The Retro Player is the in-game screen used for every Libretro-backed system — that's NES, SNES, Mega Drive, GBA, PSX, NDS, 3DS, MAME, and most others. It's based on the Lemuroid engine.

TODO: Retro Player full screen with overlay controls

Screen layout

The game runs in landscape mode and goes full screen by hiding the status bar and navigation bar.

RegionWhat's there
Left sideRadial D-pad (directional input)
Right sideRadial action buttons (A / B / X / Y, system-appropriate)
Bottom-centerOptional shoulder buttons (L / R / L2 / R2 / L3 / R3 depending on system)
EdgeMenu button (the system menu icon — varies by skin)

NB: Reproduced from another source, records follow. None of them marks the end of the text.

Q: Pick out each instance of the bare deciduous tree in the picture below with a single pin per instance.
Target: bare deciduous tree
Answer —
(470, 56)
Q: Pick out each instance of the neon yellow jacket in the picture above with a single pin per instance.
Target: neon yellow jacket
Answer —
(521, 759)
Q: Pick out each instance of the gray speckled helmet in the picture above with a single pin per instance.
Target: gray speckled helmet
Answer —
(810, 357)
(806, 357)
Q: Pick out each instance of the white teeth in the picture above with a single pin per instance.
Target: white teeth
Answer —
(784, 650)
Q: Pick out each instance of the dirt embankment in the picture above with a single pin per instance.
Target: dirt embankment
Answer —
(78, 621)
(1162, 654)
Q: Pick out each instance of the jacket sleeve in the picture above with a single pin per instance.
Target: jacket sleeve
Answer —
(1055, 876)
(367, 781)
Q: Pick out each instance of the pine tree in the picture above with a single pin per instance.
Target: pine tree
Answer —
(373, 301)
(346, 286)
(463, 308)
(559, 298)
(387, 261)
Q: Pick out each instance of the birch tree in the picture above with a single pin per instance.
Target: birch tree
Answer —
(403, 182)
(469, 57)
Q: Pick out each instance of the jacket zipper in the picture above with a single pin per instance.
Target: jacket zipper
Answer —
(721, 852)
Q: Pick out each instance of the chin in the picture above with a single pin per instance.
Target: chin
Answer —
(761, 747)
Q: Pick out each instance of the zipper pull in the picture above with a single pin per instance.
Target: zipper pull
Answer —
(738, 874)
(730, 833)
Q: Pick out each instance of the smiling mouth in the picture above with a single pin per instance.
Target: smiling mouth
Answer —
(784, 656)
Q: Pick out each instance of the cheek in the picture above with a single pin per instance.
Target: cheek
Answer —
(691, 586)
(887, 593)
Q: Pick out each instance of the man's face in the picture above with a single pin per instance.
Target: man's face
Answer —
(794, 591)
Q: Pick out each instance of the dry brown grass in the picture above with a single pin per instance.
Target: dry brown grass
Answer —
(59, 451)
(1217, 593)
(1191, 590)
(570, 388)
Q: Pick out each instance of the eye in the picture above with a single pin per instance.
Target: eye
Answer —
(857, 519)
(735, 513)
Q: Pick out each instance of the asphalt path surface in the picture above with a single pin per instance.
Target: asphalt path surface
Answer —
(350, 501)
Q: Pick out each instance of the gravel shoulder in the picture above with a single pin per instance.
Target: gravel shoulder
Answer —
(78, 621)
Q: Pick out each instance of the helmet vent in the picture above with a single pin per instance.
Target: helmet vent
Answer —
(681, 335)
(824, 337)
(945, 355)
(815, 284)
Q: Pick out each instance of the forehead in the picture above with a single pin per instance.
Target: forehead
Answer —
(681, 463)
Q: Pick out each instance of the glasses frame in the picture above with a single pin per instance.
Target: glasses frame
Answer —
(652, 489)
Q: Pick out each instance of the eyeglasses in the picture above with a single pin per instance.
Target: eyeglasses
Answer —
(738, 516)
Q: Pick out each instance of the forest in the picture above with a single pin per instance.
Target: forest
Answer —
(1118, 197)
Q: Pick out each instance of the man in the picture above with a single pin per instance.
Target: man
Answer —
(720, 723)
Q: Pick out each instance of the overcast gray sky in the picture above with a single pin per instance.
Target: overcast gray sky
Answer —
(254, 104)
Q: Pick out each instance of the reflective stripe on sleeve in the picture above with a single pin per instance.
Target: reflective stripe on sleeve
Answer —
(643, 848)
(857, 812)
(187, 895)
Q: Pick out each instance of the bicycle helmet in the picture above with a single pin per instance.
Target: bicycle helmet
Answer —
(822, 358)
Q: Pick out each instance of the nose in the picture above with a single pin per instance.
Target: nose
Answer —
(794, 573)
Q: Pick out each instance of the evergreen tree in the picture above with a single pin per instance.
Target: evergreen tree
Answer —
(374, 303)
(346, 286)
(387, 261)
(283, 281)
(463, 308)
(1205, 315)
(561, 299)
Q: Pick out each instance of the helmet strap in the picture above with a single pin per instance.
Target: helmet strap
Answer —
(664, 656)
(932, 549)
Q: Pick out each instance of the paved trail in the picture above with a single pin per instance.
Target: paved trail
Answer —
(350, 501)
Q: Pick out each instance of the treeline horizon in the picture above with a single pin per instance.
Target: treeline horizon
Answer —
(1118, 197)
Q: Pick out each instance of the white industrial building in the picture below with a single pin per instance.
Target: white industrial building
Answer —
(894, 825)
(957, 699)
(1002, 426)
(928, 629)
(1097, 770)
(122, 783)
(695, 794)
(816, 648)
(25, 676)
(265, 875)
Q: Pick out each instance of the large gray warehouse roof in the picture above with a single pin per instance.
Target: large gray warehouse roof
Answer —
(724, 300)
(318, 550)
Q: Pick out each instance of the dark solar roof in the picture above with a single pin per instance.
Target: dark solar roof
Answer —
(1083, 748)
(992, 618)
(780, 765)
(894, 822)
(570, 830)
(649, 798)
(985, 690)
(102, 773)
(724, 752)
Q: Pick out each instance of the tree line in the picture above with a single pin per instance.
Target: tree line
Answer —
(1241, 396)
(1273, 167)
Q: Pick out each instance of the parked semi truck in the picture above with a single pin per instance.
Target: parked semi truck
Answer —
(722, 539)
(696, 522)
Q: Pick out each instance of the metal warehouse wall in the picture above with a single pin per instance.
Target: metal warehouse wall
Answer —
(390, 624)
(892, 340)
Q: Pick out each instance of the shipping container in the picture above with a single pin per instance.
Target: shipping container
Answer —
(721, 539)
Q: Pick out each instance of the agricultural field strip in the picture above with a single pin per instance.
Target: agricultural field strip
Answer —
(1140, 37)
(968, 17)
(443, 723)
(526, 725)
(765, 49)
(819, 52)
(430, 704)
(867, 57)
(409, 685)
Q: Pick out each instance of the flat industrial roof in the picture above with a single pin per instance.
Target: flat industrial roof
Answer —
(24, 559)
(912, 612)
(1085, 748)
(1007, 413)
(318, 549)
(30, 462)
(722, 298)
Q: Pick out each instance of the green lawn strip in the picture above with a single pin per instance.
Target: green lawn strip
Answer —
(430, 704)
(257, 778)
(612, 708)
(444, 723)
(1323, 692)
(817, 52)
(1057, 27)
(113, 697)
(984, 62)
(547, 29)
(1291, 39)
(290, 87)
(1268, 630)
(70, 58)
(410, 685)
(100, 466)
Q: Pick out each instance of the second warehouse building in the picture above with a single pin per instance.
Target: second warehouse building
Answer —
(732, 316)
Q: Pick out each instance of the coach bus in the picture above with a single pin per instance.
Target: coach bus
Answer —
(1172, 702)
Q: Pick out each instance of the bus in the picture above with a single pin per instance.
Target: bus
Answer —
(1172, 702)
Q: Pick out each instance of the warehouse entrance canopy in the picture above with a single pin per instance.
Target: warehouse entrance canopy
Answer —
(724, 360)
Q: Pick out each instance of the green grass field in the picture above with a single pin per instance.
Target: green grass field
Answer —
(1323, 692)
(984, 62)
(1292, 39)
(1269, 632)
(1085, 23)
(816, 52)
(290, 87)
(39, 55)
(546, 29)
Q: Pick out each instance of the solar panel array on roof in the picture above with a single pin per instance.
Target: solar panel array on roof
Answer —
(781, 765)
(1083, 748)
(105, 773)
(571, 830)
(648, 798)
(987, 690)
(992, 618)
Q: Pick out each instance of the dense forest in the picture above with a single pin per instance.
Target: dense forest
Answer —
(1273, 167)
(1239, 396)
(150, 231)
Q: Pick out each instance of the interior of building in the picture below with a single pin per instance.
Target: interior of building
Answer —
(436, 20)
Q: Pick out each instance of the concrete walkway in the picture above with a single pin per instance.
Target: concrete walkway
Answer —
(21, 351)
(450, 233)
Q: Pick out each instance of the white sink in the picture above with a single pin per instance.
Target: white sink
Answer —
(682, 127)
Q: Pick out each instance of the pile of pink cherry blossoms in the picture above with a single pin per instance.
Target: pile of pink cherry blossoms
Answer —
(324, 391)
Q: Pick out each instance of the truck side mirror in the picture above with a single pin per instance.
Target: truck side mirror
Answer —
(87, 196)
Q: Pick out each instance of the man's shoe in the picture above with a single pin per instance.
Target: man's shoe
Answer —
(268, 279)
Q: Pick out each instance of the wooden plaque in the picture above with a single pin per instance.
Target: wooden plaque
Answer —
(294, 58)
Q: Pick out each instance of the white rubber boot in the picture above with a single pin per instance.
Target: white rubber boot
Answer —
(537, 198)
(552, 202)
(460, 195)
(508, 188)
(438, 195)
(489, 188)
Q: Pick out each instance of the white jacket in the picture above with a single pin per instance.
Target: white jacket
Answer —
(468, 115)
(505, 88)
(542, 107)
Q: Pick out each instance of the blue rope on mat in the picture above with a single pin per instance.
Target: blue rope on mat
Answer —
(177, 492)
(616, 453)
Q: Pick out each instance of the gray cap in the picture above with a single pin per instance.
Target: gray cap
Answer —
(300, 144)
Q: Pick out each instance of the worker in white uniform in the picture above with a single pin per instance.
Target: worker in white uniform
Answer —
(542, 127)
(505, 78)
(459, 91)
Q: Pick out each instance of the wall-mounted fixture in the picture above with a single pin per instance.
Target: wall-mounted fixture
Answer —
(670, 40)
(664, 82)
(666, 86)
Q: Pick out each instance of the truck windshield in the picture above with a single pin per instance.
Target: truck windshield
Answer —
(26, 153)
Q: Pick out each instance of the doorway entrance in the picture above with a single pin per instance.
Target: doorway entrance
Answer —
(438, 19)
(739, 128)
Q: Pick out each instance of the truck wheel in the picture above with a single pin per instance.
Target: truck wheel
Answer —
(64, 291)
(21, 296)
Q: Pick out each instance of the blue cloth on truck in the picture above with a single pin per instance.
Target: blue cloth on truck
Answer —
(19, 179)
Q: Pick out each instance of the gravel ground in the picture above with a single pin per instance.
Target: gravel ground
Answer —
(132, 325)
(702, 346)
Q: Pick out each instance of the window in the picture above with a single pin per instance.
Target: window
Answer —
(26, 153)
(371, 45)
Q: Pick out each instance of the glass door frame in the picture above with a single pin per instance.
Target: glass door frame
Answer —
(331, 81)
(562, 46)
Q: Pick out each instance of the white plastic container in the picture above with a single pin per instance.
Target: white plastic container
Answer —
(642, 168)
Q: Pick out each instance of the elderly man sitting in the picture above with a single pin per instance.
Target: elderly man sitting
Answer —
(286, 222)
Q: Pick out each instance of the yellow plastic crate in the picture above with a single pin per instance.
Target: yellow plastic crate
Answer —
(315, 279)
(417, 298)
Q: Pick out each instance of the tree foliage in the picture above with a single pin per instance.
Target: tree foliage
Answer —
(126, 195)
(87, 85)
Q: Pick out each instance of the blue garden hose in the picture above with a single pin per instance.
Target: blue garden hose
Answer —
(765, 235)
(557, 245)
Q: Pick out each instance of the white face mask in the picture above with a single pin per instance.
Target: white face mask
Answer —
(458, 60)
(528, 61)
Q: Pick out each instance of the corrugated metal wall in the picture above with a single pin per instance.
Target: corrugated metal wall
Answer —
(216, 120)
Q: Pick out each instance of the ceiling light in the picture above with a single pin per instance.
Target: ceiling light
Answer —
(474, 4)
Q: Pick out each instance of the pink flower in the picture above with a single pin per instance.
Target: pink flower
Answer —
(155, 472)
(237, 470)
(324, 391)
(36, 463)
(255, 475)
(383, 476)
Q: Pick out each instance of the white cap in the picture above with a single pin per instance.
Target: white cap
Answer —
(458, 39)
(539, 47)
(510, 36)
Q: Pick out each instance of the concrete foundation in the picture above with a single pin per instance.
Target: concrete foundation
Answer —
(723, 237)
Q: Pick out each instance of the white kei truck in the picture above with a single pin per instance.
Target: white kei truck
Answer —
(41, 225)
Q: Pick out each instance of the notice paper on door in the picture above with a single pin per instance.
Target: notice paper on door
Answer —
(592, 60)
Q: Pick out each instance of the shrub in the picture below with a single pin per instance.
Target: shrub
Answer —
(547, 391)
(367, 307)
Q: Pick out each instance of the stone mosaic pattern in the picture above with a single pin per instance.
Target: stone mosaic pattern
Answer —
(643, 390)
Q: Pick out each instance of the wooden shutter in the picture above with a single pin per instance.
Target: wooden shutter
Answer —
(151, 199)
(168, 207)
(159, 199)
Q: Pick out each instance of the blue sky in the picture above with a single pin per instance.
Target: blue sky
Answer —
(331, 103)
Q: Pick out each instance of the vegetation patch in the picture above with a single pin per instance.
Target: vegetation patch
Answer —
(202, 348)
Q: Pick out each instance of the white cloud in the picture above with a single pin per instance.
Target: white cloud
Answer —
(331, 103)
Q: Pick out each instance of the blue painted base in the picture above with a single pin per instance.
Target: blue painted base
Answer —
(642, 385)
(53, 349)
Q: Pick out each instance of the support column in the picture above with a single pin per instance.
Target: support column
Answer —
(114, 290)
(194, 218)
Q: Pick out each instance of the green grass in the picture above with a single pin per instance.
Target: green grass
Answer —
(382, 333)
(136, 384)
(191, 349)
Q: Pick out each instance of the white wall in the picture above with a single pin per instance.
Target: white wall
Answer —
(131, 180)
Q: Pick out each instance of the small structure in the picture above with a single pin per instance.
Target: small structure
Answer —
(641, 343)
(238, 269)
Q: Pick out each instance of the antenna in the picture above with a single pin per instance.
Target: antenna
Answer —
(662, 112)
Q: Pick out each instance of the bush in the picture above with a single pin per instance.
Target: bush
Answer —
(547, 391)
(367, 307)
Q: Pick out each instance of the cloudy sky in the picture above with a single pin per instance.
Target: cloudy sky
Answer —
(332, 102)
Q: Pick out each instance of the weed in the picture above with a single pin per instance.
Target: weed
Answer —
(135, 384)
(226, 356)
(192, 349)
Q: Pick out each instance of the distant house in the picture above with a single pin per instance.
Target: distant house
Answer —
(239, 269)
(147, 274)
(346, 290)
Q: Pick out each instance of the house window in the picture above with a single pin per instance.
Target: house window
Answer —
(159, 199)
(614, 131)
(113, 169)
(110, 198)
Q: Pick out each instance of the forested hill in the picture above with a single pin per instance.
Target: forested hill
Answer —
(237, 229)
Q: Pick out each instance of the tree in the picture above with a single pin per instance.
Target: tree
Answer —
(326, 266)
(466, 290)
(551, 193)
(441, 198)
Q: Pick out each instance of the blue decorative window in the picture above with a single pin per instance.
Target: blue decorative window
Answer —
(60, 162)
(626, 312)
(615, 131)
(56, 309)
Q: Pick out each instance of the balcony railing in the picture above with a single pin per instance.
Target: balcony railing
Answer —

The overlay is the RadialGamePad, a circular touch control optimized for thumb reach. See VPad V1 / V2 to customize the layout.

Opening the in-game menu

Tap the menu button in the overlay (or press the equivalent on a physical gamepad). This opens the In-Game Menu where you can save, load, change settings, or quit.

Tilt input

For systems that benefit (e.g. labyrinth-style games), you can enable tilt-sensor input as a virtual joystick. The setting lives under each game's Configure Input. Not all games respond meaningfully to tilt — it's a per-title experiment.

Physical gamepad

If a Bluetooth or USB gamepad is connected, the touch overlay can be hidden automatically. Button mappings are set under Configure Input on the Game Detail page. See Physical Gamepad.

Haptic feedback

Buttons vibrate by default when pressed. Strength is configurable in Input Controls.

Shader filters

You can apply a visual filter through In-Game Menu → Settings → Shader:

  • auto — engine picks one suitable for the system
  • sharp — pixel-perfect nearest-neighbor
  • smooth — bilinear filtering
  • crt — emulates curvature and scanlines of a tube TV
  • lcd — emulates an LCD grid (for handheld titles)

Exiting the game

There are two ways out:

  1. In-Game Menu → Quit — clean exit, returns to Game Detail.
  2. Back button — also opens an exit confirmation; tap Yes to quit.

Always make sure to save first if you have unsaved progress.

What about DOS / Windows games?

Those use a different engine (DOSBox Pure in a WebView). See DOS Player.